Before Abiella came home, I was working and studying from home. During that time, I wrote the following blog post but never published it. I was talking to my sister last week about blog stuff, and said, "I have this post but it doesn't seem relevant anymore since I wrote it so long ago." She encouraged me to publish it anyways, since many of you work from home and it may be relevant for you.
So here goes... (cue the wavy tv screen and 80's music... we're going into the past here.)
The fact that I’m brewing a pot of coffee at 9:30 pm, means my schedule is officially weird. Working from home has its major advantages, and this is one of them. I’ve always been a night owl, even when I was teaching I’d stay up well into the early hours of the am, just to hear my alarm beep madly at 5:30 am. (Thank you Dr. Pepper, for giving me the caffeine needed to sustain such a schedule.) These days though, I’m fully in charge of my schedule. There’s no two ways about it, it. Is. Awesome. To some, working from home may seem like a crazy idea, but for the hundreds of folks I share a coffee shop with each week (while typing madly away at our laptops) working from home is the norm.
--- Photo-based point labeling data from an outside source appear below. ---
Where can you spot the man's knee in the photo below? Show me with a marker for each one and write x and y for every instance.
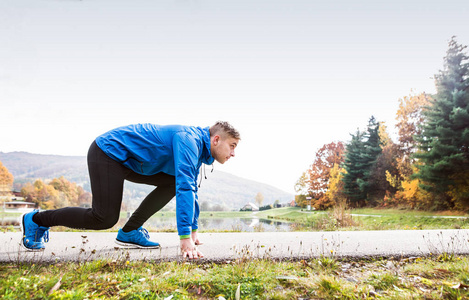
(105, 221)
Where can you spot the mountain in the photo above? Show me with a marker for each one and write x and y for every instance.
(219, 189)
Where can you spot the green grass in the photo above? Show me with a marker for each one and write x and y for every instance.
(322, 278)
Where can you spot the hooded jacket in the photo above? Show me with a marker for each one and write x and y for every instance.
(177, 150)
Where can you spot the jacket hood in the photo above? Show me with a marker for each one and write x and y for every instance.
(207, 157)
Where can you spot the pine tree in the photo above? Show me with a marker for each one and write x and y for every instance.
(444, 140)
(370, 184)
(354, 169)
(360, 159)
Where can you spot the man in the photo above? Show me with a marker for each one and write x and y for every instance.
(168, 157)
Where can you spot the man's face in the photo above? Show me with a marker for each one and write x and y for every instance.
(223, 148)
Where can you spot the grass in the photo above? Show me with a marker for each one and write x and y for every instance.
(322, 278)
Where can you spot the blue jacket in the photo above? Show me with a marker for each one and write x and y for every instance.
(176, 150)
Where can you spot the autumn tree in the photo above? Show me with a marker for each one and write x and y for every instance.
(319, 173)
(444, 140)
(58, 193)
(409, 118)
(259, 199)
(6, 180)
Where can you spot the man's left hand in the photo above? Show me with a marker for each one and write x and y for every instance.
(195, 238)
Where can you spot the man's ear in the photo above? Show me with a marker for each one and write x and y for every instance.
(216, 139)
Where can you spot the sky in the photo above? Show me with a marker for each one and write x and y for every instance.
(291, 75)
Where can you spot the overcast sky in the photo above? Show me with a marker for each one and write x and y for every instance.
(290, 75)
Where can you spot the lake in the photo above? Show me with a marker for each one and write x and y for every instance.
(205, 224)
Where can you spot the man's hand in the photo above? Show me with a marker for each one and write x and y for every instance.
(195, 238)
(188, 249)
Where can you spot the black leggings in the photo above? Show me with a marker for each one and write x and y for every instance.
(107, 183)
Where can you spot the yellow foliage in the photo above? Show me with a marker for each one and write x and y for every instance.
(392, 180)
(459, 192)
(335, 191)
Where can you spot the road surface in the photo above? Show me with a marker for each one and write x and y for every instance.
(219, 247)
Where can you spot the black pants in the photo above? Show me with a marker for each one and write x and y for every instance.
(107, 184)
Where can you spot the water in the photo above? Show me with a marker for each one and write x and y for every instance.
(207, 224)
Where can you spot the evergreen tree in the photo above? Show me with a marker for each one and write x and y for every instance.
(361, 156)
(353, 166)
(370, 186)
(444, 140)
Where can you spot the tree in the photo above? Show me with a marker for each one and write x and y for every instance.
(444, 140)
(259, 199)
(6, 180)
(319, 173)
(58, 193)
(409, 117)
(353, 169)
(361, 156)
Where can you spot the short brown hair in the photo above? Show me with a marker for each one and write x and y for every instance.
(222, 127)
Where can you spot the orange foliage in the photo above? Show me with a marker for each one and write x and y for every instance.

However, hours and hours of free time, ready to be molded by you and only you, can in fact, be quite daunting. And it takes a certain level of self-discipline to make the working-from-home thing run efficiently. While I’m certainly still figuring this whole work from home, study from home, thing out… I’ve learned a few things along the way that I thought I might share:
1) Get dressed. As tempting as it may be to stay in your jammies all day (after all, who will really see you?) It will make you feel like a total loser if you answer the door to the UPS man, or a neighbor needing some assistance in their yard, and you’re still in your pjs at 3 pm. Regardless of how productive you’ve been, you’ll be very aware of how unproductive you look... not that I know anything about this. So… put some pants on, brush your hair, for the love of everything good brush your teeth and act like a normal working citizen. You may not have to wear a jacket and heels, but pants… they’re mandatory.
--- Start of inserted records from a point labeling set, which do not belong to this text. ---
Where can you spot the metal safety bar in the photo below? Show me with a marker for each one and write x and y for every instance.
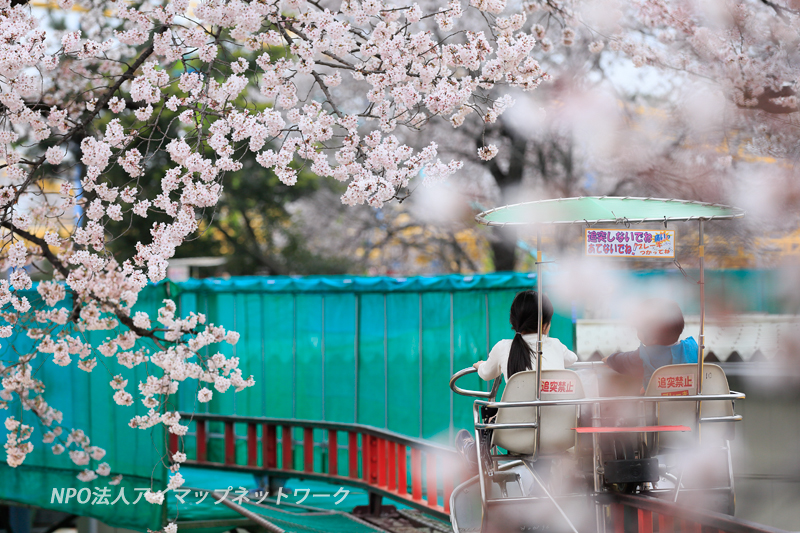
(616, 399)
(477, 394)
(385, 463)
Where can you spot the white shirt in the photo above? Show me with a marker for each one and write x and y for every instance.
(555, 356)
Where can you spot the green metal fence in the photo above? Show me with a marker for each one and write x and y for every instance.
(376, 351)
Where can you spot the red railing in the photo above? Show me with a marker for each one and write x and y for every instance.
(383, 462)
(646, 514)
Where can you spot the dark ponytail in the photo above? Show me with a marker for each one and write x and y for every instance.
(525, 319)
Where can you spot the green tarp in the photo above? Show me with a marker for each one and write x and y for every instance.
(377, 351)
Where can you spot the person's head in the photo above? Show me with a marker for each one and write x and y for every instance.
(659, 322)
(524, 319)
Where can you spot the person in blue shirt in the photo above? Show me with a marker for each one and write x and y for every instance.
(659, 325)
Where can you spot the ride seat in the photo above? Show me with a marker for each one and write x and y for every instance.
(557, 421)
(681, 380)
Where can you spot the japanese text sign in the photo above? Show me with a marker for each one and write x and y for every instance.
(630, 243)
(675, 385)
(558, 385)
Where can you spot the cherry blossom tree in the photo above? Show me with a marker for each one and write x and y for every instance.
(692, 99)
(292, 84)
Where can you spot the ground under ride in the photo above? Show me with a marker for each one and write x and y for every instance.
(564, 442)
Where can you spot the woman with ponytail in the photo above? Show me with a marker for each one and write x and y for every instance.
(510, 356)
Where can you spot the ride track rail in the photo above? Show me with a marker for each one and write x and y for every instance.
(646, 514)
(384, 463)
(391, 465)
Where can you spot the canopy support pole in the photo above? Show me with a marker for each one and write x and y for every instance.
(539, 291)
(701, 343)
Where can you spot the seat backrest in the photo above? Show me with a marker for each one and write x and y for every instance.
(557, 421)
(681, 380)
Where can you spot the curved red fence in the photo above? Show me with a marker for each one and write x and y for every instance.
(417, 472)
2) Make your coffee strong.
You’ll need all that caffeine to keep you focused on work, and NOT on youtube, facebook, and all of those other time suckers. When there’s not a corporate ‘screening’ of your internet hits, or a boss to walk by and say, “…and what are you doing??” you’d be surprised how tempting it is to watch that funny video someone sent you, or read the blog you haven’t caught up on…The more adrenaline you have pumping through your system, the more likely you are to stay on task. (Unless caffeine makes you jittery and less likely to focus... If so, disregard this tip.) If you’re opposed to caffeine try tea or water with lemon… something other than plain old H20 can help maintain a ‘work ritual.’ I know when I have coffee by my side, it’s time to work and not play.
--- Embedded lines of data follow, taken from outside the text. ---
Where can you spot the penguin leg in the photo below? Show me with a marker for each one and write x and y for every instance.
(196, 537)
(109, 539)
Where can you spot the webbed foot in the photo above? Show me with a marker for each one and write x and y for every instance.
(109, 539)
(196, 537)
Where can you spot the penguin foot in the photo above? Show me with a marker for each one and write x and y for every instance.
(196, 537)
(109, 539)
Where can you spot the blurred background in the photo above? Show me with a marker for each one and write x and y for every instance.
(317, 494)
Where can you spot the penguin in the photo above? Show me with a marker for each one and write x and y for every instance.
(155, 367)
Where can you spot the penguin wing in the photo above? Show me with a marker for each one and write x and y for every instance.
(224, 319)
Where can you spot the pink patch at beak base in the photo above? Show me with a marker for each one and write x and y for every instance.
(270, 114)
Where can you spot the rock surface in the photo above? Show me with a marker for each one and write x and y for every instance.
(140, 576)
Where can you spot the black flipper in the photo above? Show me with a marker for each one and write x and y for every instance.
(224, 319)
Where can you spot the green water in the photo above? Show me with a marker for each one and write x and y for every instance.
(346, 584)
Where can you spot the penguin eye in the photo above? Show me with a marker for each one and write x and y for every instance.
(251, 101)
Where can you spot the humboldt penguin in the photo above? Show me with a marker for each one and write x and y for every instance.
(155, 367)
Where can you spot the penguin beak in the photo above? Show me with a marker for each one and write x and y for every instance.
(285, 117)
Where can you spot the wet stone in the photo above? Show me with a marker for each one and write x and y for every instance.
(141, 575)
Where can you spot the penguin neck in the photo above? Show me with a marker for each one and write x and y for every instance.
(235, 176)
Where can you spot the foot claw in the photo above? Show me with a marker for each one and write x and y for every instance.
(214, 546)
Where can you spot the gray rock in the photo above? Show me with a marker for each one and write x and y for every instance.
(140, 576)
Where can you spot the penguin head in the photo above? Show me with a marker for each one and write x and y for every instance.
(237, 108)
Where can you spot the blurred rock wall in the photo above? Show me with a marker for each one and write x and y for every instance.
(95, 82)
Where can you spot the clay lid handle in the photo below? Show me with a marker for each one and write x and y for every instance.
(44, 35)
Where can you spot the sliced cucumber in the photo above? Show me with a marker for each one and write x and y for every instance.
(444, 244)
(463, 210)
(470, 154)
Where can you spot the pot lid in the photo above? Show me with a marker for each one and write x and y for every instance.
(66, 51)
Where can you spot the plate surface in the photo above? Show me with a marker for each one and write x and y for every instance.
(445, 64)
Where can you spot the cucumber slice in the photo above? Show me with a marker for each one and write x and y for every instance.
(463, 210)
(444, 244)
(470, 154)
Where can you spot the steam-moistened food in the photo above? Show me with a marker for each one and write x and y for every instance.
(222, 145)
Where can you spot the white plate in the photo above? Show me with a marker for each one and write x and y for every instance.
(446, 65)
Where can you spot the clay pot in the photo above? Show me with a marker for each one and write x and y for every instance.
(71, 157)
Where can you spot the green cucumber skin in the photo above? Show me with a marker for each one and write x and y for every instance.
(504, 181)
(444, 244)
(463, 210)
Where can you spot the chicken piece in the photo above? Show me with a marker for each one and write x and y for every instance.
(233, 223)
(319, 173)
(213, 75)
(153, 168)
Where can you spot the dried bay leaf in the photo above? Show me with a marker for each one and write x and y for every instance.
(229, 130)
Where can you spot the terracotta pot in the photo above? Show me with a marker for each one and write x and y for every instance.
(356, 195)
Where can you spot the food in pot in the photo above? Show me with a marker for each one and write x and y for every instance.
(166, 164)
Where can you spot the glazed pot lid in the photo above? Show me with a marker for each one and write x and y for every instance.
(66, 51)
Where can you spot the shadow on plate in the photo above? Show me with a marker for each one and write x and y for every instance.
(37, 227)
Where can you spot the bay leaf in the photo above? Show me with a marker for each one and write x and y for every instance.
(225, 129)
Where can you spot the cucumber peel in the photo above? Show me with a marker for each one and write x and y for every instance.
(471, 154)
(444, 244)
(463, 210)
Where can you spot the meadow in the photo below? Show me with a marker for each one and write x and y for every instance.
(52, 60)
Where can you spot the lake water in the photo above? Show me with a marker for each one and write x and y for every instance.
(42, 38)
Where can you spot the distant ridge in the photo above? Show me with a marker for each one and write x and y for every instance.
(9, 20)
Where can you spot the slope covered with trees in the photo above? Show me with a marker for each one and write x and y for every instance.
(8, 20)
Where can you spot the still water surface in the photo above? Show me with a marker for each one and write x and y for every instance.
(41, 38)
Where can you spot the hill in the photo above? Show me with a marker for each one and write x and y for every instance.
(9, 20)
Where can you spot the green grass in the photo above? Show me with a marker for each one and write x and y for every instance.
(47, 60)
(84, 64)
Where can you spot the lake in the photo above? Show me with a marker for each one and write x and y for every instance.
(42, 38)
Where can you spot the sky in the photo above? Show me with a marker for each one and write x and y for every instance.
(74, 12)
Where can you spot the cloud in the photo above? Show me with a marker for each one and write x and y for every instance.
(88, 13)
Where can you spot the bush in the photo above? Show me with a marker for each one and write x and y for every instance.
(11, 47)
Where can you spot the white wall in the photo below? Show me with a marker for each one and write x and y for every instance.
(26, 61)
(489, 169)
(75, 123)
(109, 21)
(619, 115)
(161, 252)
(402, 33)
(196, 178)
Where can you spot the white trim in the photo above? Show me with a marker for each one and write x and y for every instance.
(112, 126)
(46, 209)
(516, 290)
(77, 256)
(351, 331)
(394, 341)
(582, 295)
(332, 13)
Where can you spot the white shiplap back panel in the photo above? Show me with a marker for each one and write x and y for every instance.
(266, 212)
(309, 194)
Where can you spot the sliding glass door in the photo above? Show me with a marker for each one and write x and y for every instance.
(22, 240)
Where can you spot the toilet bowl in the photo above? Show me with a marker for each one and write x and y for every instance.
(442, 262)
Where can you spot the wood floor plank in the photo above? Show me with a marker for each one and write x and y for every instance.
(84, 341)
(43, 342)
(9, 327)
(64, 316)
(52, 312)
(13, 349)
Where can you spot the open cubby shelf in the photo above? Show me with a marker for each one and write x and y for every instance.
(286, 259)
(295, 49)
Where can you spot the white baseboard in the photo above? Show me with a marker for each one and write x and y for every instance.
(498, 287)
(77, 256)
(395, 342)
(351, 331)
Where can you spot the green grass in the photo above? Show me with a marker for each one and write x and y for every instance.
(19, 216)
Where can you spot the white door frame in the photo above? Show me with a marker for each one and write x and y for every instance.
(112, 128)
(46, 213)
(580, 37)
3) Go outside. I recently discovered that I can pick up wifi from my backyard. Hello, afternoons spent writing away in the sun; I’ll be seeing a lot of you. (Working from the shade of my screened-in-porch is also a favored option.) Getting outside can boost your focus, and you’ll get things done at lightning speed. Promise.
4) Go into town and be in the presence of other productive people. I am lucky. A mere 5 miles from my house lies two very busy coffee shops, filled to capacity every weekday with fellow “work-from-home” professionals. These people keep their headphones on, look pensively at their computer screens and make important phone calls (I can tell how important they are given the tone of their voice and how many times they say, “Hold on… let me check…” while madly hitting keys on their keyboards.) These people make you feel important. They’re also wearing jeans and hats and carrying cool bags, but guess what? They look like real-life-adults with real-life-jobs making real-life money. I always wonder, “What are all of these people doing?? What are their jobs??” Alas, I may never know, but I trust that it’s something incredibly creative and wildly lucrative. I’m also 100% certain that they’re all geniuses and given enough time their genius will rub off on me. Bottom line: These spaces simulate that of an office environment… just better, because you can have a bagel and mocha delivered to your table, and only converse with the “coworkers” you really enjoy.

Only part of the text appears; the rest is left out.